Laval-Jeantet and Mangin — known as the collective Art Oriente Objet — play with the boundaries between species.
May the Horse Live in Me, 2011
In this performance piece, Mangin injects Laval-Jeantet with horse-blood plasma. To prevent an allergic reaction to the foreign fluid, Laval-Jeanet prepared her body through a series of small-dose injections of horse immunoglobulin. Laval-Jeantet also dressed for the occasion in horse-hoof stilts.

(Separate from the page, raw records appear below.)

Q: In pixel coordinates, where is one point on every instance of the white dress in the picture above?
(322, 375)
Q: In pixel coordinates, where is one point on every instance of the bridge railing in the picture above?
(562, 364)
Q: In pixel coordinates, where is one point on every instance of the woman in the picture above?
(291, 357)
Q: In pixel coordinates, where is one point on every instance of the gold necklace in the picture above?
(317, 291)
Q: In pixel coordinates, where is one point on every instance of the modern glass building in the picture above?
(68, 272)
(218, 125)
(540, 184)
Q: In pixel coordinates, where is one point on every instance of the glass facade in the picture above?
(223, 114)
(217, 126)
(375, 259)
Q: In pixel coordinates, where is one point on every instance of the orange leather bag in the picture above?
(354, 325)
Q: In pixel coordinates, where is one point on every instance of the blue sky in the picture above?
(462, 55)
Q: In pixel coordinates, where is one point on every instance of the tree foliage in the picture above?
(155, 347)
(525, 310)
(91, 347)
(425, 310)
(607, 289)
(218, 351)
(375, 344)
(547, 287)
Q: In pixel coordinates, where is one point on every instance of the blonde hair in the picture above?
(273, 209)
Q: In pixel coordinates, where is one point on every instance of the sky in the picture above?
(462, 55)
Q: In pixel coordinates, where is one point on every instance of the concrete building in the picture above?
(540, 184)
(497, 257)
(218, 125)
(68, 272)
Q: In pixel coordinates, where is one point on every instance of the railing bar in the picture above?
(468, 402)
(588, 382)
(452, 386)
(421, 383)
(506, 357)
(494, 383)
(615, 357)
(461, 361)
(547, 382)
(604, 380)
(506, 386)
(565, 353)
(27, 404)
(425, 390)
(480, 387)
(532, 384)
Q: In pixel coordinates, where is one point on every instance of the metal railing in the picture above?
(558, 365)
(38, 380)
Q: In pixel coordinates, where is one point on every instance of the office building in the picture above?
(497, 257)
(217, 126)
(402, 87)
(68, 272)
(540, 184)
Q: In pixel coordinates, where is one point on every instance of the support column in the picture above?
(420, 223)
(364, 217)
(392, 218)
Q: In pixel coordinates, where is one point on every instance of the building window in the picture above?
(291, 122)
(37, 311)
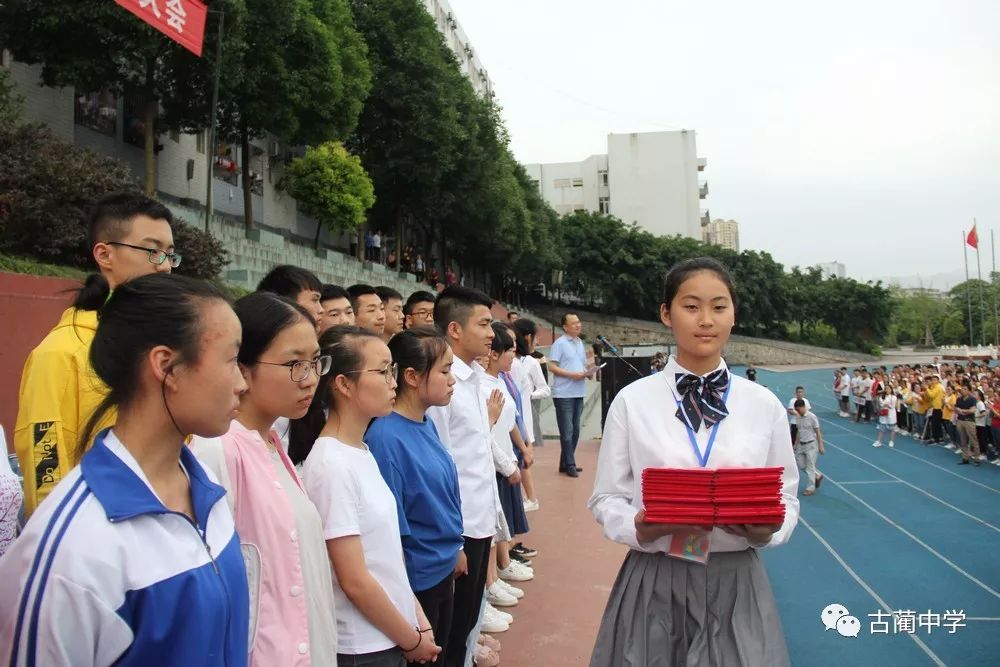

Laval-Jeantet describes the experience of her trans-species blood transfusion: “I had the feeling of being extra-human. I was not in my usual body. I was hyper-powerful, hyper-sensitive, hyper-nervous, and very diffident, the emotionalism of an herbivore.”1
Artists’ Skin Culture, 1996
Laval-Jeantet and Mangin combine their skin cells with those of a pig to grow small sheets of skin that they then tattoo with images of endangered species. “These trans-species totems are ultimately and ideally grafted onto compliant art collectors, who can then make these art bodies literally part of their own.”2
See Art Oriente Objet’s website.
1 Arthur I. Miller, Colliding Worlds: How Cutting-Edge Science is Redefining Contemporary Art (New York: W. W. Norton and Company, 2014), 224.